Ist das Future Work-Profil skizziert, gilt es zu erarbeiten, wie das heutige Work-Profil des Unternehmens im Vergleich aussieht. Es gilt zu planen, wie das Unternehmen vom IST-Profil zum angestrebten Future Work-Profil gelangt. Die Handlungsfelder und konkreten Maßnahmen erstrecken sich hierbei oftmals über den ganzen Mitarbeiterlebenszyklus hinweg.
Ein Beispiel für das Handlungsfeld Mitarbeiterbindung: wenn klar ist, wie mein Future Work-Profil aussehen muss und wie mein IST-Profil aussieht, kann ich Bindung differenzierter betrachten und planen. Wen wollen – und müssen – wir unbedingt binden, beispielsweise weil es spezielle Fertigkeiten am Markt nicht mehr geben wird? Wie kann zukunftsfähige Bindung gestaltet werden? Ein Ansatz wäre es, Bindungsangebote individuell zu gestalten, denn der eine wünscht sich mehr Gehalt, der andere Weiterbildungen und ein Dritter wünscht sich mehr Flexibilität, um bei seiner Familie zu sein. Ein weiteres Beispiel: wenn es das strategische Ziel ist, Innovationsfähigkeit zu erhöhen, die heutigen Strukturen aber geprägt sind von Hierarchie und keine zeitlichen und räumlichen Angebote bestehen, um Innovationen zu fördern, was ist zu tun? Ein exemplarisches Handlungsfeld wäre demnach im Bereich Organisationsstruktur und –Kultur zu sehen.

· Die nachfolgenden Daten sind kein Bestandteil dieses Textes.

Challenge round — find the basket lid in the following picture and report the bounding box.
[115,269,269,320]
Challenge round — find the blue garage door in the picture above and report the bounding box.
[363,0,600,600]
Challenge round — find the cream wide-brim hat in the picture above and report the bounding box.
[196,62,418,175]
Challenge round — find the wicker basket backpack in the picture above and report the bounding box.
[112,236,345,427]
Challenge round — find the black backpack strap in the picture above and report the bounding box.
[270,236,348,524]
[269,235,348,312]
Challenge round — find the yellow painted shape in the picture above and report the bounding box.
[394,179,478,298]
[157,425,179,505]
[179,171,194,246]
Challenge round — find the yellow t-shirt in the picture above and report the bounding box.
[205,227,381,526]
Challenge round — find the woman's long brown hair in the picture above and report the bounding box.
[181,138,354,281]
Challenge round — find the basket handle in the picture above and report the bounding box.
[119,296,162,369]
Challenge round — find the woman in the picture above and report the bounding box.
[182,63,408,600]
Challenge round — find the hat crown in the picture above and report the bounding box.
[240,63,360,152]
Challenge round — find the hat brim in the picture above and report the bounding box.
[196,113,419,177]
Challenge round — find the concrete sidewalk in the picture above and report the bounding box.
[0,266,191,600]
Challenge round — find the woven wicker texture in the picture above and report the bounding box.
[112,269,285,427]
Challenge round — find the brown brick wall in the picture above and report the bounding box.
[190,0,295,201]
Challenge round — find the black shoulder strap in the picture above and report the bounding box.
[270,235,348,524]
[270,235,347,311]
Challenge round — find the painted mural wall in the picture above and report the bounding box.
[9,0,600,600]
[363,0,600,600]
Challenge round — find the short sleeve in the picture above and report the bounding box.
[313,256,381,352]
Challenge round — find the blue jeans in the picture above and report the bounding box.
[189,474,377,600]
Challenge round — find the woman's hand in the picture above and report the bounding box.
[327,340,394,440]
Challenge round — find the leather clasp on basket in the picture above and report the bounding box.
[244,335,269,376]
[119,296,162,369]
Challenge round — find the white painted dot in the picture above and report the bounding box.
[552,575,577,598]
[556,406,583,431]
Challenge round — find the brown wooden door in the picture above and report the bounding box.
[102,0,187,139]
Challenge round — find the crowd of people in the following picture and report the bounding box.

Zukunftsfähigkeit durch Future Work Planning
Future Work Planning ermöglicht Unternehmen eine strategische Zukunftsplanung, abgeleitet aus der Unternehmensstrategie und unter Berücksichtigung der Megatrends. Auf dem Weg in die Zukunft ist Nachhaltigkeit sehr wichtig. Oftmals dominieren Einzelmaßnahmen, Ad-Hoc Themen und Entscheidungen den Unternehmensalltag und gerade die Komplexität des aktuellen Wandels laden dazu ein, kleiner zu denken. Denn ganzheitliche und systemische Ansätze sind im ersten Schritt augenscheinlich aufwendiger, sie gewährleisten jedoch gerade in Hinblick auf die Zukunftsfähigkeit des Unternehmens zielgerichtete Maßnahmen.
Zu empfehlen ist eine jährliche Analyse des GAPs zwischen dem zukünftigen Work-Profil und dem aktuellen, um einzuschätzen, welche Maßnahmen Erfolg hatten, welche Themen greifen und welche Veränderungen tatsächlich stattfinden. Zudem ist es entscheidend, flexibel und agil zu bleiben, anstatt „starre“ Zukunftsbilder und -strategien zu entwickeln. Ein solches Vorgehen ermöglicht es Unternehmen, von einem Schlagwort wie „Digitalisierung“ zielgerichtet zu einer strategischen Planung des zukünftigen Work-Profils – und somit der Gesamtorganisation – zu gelangen.